Xapplimatic said:
Take the plunge? What are we afraid of? Apple's hardware will still sell on its own merits of being from the mothership and of a higher, more reliable and consistent caliber. Microsoft will be instantly trashed in Windows sales, and the "halo effect" will also trash sales of Office, same moment when people find out Apple Pages and Keynote are compatible at a fraction of the cost. Apple will continue to pump out OS X revisions at breakneck speed now with an even beefier warchest with all the OS sales to the other 90% of the world.
Will it distract from Macintosh efforts? Unlikely. It will morelikely broaden Apple into having a new division for "PC" affairs which will take its cues from Macintosh which will of course be the trendsetter and the posterboy.
Will it rob hardware sales? Also unlikely. You can't get the equivalent performance of dual 2.5 G5s on PCs wether or not it runs OS X. High end sales are secure. Apple has begun to understand low-end sales, so it's not likely that Dell will rob Mac-Mini sales.. well, just look at how pathetic the competition is! Small? Lol.. Quiet? Lol... If they held out this long from buying a Mac, why would they change their mind in 3 years from now? Let them have a better OS on their crap hardware.. Apple will be able to afford to hire more programmers to keep up things on the PC side.

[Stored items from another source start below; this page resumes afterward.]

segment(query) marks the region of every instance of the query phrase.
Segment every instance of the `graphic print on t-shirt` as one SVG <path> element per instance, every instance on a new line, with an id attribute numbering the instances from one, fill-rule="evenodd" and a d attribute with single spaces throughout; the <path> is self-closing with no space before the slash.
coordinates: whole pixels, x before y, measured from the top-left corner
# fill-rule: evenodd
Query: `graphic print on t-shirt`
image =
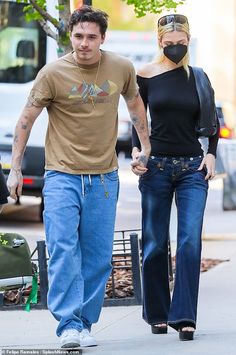
<path id="1" fill-rule="evenodd" d="M 110 80 L 104 81 L 101 86 L 94 83 L 87 83 L 83 80 L 79 85 L 73 85 L 69 92 L 69 99 L 80 99 L 87 103 L 91 97 L 96 103 L 109 101 L 109 96 L 117 91 L 117 85 Z"/>

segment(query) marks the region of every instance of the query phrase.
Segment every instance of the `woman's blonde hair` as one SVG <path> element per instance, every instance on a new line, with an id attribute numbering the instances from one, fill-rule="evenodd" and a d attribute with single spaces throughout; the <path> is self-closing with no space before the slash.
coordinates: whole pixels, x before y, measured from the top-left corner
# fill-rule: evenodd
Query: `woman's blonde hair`
<path id="1" fill-rule="evenodd" d="M 178 31 L 178 32 L 185 32 L 187 34 L 188 40 L 190 39 L 190 30 L 189 30 L 189 24 L 188 22 L 185 22 L 184 24 L 181 23 L 176 23 L 176 22 L 171 22 L 168 23 L 165 26 L 158 26 L 158 45 L 159 45 L 159 53 L 157 55 L 156 62 L 161 63 L 164 60 L 164 53 L 163 53 L 163 48 L 160 46 L 160 40 L 164 36 L 165 33 L 167 32 L 173 32 L 173 31 Z M 183 58 L 183 67 L 187 72 L 187 76 L 189 77 L 189 51 Z"/>

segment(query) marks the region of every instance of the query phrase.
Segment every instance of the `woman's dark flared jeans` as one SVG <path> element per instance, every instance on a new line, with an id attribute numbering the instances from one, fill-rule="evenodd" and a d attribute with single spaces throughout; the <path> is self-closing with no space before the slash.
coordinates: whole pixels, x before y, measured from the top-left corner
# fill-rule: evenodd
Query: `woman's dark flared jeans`
<path id="1" fill-rule="evenodd" d="M 143 318 L 178 329 L 196 325 L 201 233 L 208 182 L 202 157 L 150 157 L 139 181 L 142 195 Z M 173 195 L 177 206 L 176 274 L 172 300 L 168 236 Z"/>

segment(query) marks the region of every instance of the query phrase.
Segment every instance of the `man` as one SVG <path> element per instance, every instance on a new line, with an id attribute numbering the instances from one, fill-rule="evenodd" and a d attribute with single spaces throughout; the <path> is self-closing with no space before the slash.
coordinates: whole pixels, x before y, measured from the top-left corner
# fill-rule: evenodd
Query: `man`
<path id="1" fill-rule="evenodd" d="M 100 50 L 107 14 L 89 6 L 76 10 L 69 30 L 73 51 L 38 74 L 16 125 L 11 196 L 21 194 L 21 162 L 31 127 L 47 107 L 44 223 L 49 252 L 48 308 L 59 321 L 64 348 L 95 346 L 111 271 L 118 164 L 117 108 L 122 94 L 140 137 L 137 164 L 149 153 L 147 121 L 135 72 L 125 58 Z"/>
<path id="2" fill-rule="evenodd" d="M 0 163 L 0 213 L 2 212 L 3 205 L 7 203 L 8 196 L 9 196 L 9 192 L 7 189 L 5 177 Z"/>

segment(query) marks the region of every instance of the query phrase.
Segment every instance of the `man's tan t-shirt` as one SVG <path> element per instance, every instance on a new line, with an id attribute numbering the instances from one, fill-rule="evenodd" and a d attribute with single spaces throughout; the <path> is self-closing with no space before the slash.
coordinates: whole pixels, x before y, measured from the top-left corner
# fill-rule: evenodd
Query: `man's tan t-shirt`
<path id="1" fill-rule="evenodd" d="M 101 174 L 118 166 L 115 146 L 119 97 L 121 94 L 132 99 L 138 88 L 128 59 L 112 52 L 101 53 L 99 71 L 98 63 L 78 68 L 69 53 L 47 64 L 35 79 L 29 101 L 46 106 L 49 116 L 47 170 Z"/>

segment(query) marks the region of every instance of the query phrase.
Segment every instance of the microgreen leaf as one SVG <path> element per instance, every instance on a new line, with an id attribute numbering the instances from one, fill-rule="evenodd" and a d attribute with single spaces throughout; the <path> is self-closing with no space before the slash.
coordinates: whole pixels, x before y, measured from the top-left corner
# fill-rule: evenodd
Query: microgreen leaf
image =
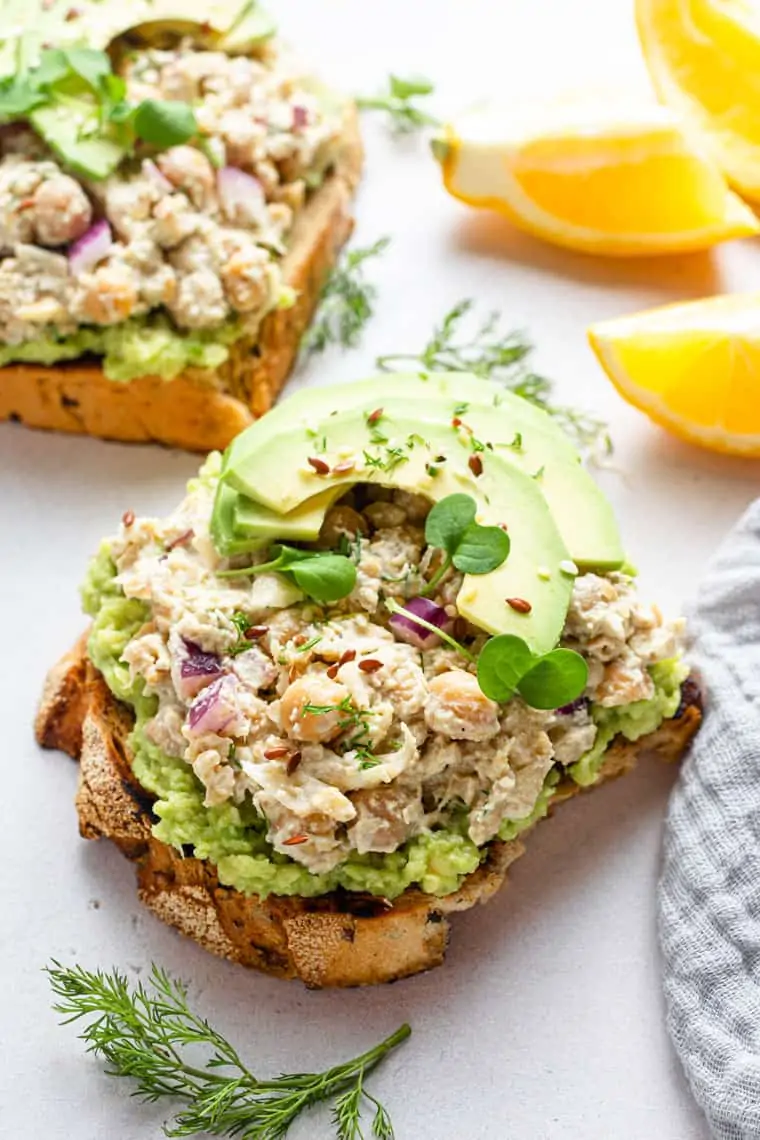
<path id="1" fill-rule="evenodd" d="M 521 678 L 517 688 L 534 709 L 557 709 L 580 697 L 588 682 L 588 665 L 572 649 L 553 649 Z"/>
<path id="2" fill-rule="evenodd" d="M 534 662 L 526 642 L 512 633 L 490 638 L 478 657 L 478 684 L 492 701 L 504 704 Z"/>
<path id="3" fill-rule="evenodd" d="M 178 146 L 198 133 L 192 107 L 176 99 L 144 99 L 133 123 L 138 138 L 162 148 Z"/>
<path id="4" fill-rule="evenodd" d="M 457 653 L 461 653 L 462 657 L 466 657 L 468 661 L 475 660 L 474 654 L 470 653 L 469 649 L 457 641 L 456 638 L 452 637 L 450 633 L 446 633 L 445 629 L 433 625 L 433 623 L 426 618 L 420 617 L 419 614 L 415 614 L 411 610 L 406 609 L 405 606 L 399 605 L 394 598 L 385 599 L 385 608 L 390 610 L 392 614 L 401 614 L 402 617 L 409 618 L 415 625 L 421 625 L 423 629 L 428 630 L 430 633 L 435 633 L 440 637 L 441 641 L 445 641 L 452 649 L 456 649 Z"/>
<path id="5" fill-rule="evenodd" d="M 588 665 L 572 649 L 552 649 L 537 657 L 521 637 L 490 638 L 478 657 L 478 684 L 492 701 L 504 704 L 519 692 L 534 709 L 556 709 L 579 697 L 588 681 Z"/>
<path id="6" fill-rule="evenodd" d="M 296 585 L 315 602 L 337 602 L 356 585 L 356 566 L 341 554 L 320 554 L 294 562 L 290 573 Z"/>
<path id="7" fill-rule="evenodd" d="M 356 565 L 342 554 L 299 550 L 280 543 L 271 547 L 270 554 L 272 557 L 268 562 L 235 570 L 219 570 L 217 576 L 245 578 L 270 572 L 284 574 L 315 602 L 337 602 L 347 597 L 356 585 Z"/>
<path id="8" fill-rule="evenodd" d="M 103 90 L 106 78 L 112 74 L 111 60 L 104 51 L 75 47 L 68 48 L 60 54 L 65 58 L 69 71 L 73 75 L 78 75 L 96 93 Z M 44 65 L 44 58 L 41 62 Z M 59 76 L 59 78 L 62 77 Z"/>
<path id="9" fill-rule="evenodd" d="M 509 545 L 509 535 L 500 527 L 470 523 L 459 540 L 452 562 L 463 574 L 490 574 L 506 561 Z"/>
<path id="10" fill-rule="evenodd" d="M 478 508 L 471 495 L 447 495 L 432 507 L 425 522 L 425 541 L 453 556 Z"/>
<path id="11" fill-rule="evenodd" d="M 490 574 L 507 558 L 509 538 L 497 526 L 475 522 L 477 504 L 471 495 L 447 495 L 430 511 L 425 522 L 425 541 L 446 551 L 446 559 L 425 587 L 430 594 L 449 566 L 463 574 Z"/>

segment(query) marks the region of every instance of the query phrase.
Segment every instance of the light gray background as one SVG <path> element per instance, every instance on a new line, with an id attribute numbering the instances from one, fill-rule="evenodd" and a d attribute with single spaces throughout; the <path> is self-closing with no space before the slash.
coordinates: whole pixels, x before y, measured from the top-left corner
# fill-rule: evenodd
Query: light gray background
<path id="1" fill-rule="evenodd" d="M 440 106 L 497 86 L 638 84 L 627 0 L 281 0 L 282 24 L 325 74 L 373 91 L 389 69 L 433 77 Z M 711 457 L 651 427 L 586 347 L 592 320 L 756 288 L 757 243 L 713 256 L 615 264 L 564 254 L 475 216 L 442 192 L 420 141 L 367 124 L 357 240 L 392 233 L 373 266 L 376 320 L 360 350 L 326 355 L 309 382 L 372 371 L 415 348 L 462 296 L 528 328 L 567 400 L 609 419 L 603 483 L 643 587 L 674 610 L 757 488 L 757 467 Z M 303 380 L 303 378 L 302 378 Z M 447 965 L 376 991 L 308 993 L 218 962 L 143 912 L 131 867 L 76 833 L 73 763 L 39 752 L 31 720 L 46 667 L 82 628 L 77 586 L 99 538 L 132 508 L 160 512 L 192 457 L 0 428 L 3 598 L 0 1135 L 159 1136 L 160 1110 L 86 1060 L 57 1029 L 40 969 L 129 971 L 151 959 L 191 979 L 202 1011 L 268 1072 L 324 1066 L 409 1019 L 414 1036 L 374 1079 L 399 1140 L 704 1140 L 662 1020 L 654 885 L 674 773 L 648 765 L 564 807 L 531 837 L 511 887 L 456 922 Z M 313 1117 L 294 1137 L 331 1135 Z"/>

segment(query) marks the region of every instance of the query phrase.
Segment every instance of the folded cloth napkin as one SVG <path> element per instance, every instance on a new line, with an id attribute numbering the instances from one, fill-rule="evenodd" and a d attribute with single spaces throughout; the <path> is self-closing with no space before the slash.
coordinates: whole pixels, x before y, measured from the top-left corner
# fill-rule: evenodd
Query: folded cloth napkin
<path id="1" fill-rule="evenodd" d="M 665 832 L 668 1028 L 714 1135 L 760 1140 L 760 500 L 712 562 L 690 630 L 707 715 Z"/>

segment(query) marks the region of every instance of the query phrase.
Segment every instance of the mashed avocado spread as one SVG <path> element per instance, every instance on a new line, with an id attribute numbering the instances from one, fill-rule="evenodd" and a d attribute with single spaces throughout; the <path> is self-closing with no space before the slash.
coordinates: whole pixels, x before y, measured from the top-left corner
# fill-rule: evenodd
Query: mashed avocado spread
<path id="1" fill-rule="evenodd" d="M 242 335 L 229 322 L 210 332 L 181 333 L 163 317 L 124 321 L 102 328 L 83 327 L 69 336 L 48 333 L 21 344 L 0 345 L 0 367 L 11 363 L 58 364 L 92 354 L 102 358 L 109 380 L 160 376 L 172 380 L 187 368 L 218 368 L 230 344 Z"/>
<path id="2" fill-rule="evenodd" d="M 466 815 L 460 830 L 417 836 L 391 854 L 354 853 L 332 871 L 312 874 L 272 849 L 265 838 L 266 823 L 250 803 L 205 807 L 203 786 L 190 766 L 166 755 L 145 736 L 144 726 L 155 713 L 156 698 L 142 691 L 141 681 L 130 680 L 120 658 L 150 614 L 143 602 L 124 597 L 115 583 L 115 573 L 108 544 L 104 543 L 82 589 L 84 608 L 94 619 L 89 654 L 111 692 L 134 708 L 136 723 L 129 741 L 133 770 L 140 784 L 156 796 L 158 822 L 153 831 L 158 839 L 174 847 L 192 847 L 198 858 L 216 866 L 222 883 L 261 896 L 310 897 L 344 887 L 395 898 L 413 883 L 429 894 L 446 895 L 479 866 L 486 848 L 478 848 L 467 837 Z M 672 716 L 687 673 L 680 659 L 660 662 L 651 667 L 656 691 L 650 700 L 611 709 L 594 706 L 592 715 L 599 731 L 594 747 L 569 769 L 576 783 L 587 786 L 597 779 L 605 749 L 615 735 L 636 740 Z M 523 819 L 505 820 L 500 838 L 514 839 L 543 818 L 558 781 L 559 773 L 553 769 L 533 811 Z"/>

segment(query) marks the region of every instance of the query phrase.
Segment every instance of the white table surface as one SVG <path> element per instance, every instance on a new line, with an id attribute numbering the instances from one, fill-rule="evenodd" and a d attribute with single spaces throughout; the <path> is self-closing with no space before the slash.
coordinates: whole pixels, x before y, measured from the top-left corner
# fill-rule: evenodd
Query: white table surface
<path id="1" fill-rule="evenodd" d="M 373 91 L 388 70 L 437 81 L 440 106 L 499 86 L 638 85 L 628 0 L 281 0 L 282 24 L 326 74 Z M 586 325 L 648 305 L 756 286 L 757 243 L 714 255 L 616 264 L 555 251 L 476 216 L 441 190 L 421 140 L 367 124 L 357 240 L 393 245 L 372 273 L 377 317 L 357 351 L 325 355 L 308 382 L 371 373 L 380 352 L 416 347 L 463 296 L 530 330 L 537 363 L 568 400 L 606 416 L 613 498 L 643 588 L 671 610 L 752 497 L 758 467 L 682 446 L 622 403 Z M 302 382 L 303 382 L 302 378 Z M 563 807 L 530 840 L 511 886 L 459 916 L 448 961 L 377 990 L 310 993 L 219 962 L 138 905 L 133 871 L 77 836 L 69 760 L 37 750 L 31 721 L 45 670 L 82 627 L 77 586 L 121 513 L 172 506 L 196 466 L 151 447 L 0 427 L 3 598 L 0 1135 L 158 1137 L 160 1109 L 86 1060 L 57 1029 L 41 967 L 50 956 L 191 980 L 200 1009 L 254 1067 L 323 1067 L 401 1021 L 412 1040 L 373 1078 L 399 1140 L 700 1140 L 663 1025 L 654 891 L 674 773 L 649 764 Z M 296 1138 L 332 1135 L 325 1117 Z"/>

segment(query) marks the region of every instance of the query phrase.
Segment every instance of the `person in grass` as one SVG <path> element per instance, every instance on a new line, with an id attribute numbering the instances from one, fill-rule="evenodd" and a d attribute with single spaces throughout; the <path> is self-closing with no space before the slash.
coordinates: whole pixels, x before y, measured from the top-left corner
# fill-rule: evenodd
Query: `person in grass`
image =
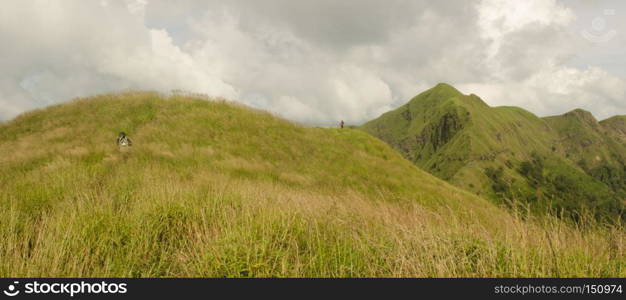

What will the effect be on Mac software development? Amazing! Instantly thousands of programmers will start writing their first Mac programs, having lost the lust for Windows.. It can only be a major boost to the Mac software development community in terms of man power, labor pool, cross-platform experience, etc... Expect major applications to be ported swiftly that have never before seen a single-button mouse click.
More viruses on Mac? Ya, but probably only still affecting PC hardware, and Intel-compiled applications. Doubtful that there will be any marked increase for PPC-based Macs. Open source is regardless of popularity still going to be fairly virus-resistant compared to closed Gatesware.
In short, it will knock the wind out of Microsoft, and it will be the biggest thorn ever in Bill Gate's side, and potentially a bigger boost for Apple than the iPod even.
Just a few points. If Apple ports (and I don't expect them to nor do I really want them to, although I would certainly benefit from it), their hardware market share will not increase. Some Intel/AMD users might switch over, but you'd find some Mac users switching to cheaper hardware too. At best, it will preserve their share of the market. Keynote is a fine application, but Pages is no Word substitute. Not even close, and it was a wise choice that Apple isn't marketing it as one. Office will continue to sell, if only because it's already entrenched in most corporate and government markets (and because no open-source project has approached the level of functionality while preserving compatibility with Office).
Next, it has been disclosed that major updates to OS X are scheduled to slow down. The one major revision a year pace is going to let up for Tiger, allowing it to go for presumably 2 years at least.
You can get equivalent (or better) performance on PC hardware. The fastest computers in the world are based on PC hardware, and Apple's dual G5 is NOT the fastest end-user system available. It's a great machine and it runs superbly, but it's simply not the best, and it would be helpful for many posters to take a step back and accept this fact. I prefer Apple hardware, but I don't pretend that it's faster than PC. It might be more effective and more productive, but it's not faster. The Cell system, if it lives up to its potential, could change that.
More viruses for Macs would mean more viruses for both PPC and x86 and any other architecture employed. The x86 version wouldn't be any more prone to viruses than the PPC variant, because most virus and worm writers would be targeting the platform at the OS level (except maybe some rogue programmers angry at the x86 port), in order to be effective. That said, the severity of those viruses wouldn't be anywhere near Windows-scale. Open source isn't inherently more secure from a virus standpoint (in fact, logically, it's less secure, given that all of the tools and workings and source code is lying out for anyone to see), and MacOS isn't entirely open source anyway. The design of the security model is what keeps viruses away, not the fact that it's an open source BSD variant.
I agree that it would definitely have some dramatically bad effects for Microsoft. I would love to watch the spectacular demise of Windows, but the port isn't happening, and Windows has little to worry about, unless Intel and AMD can't deal with the Cell threat (assuming Cell actually performs the way it's being described).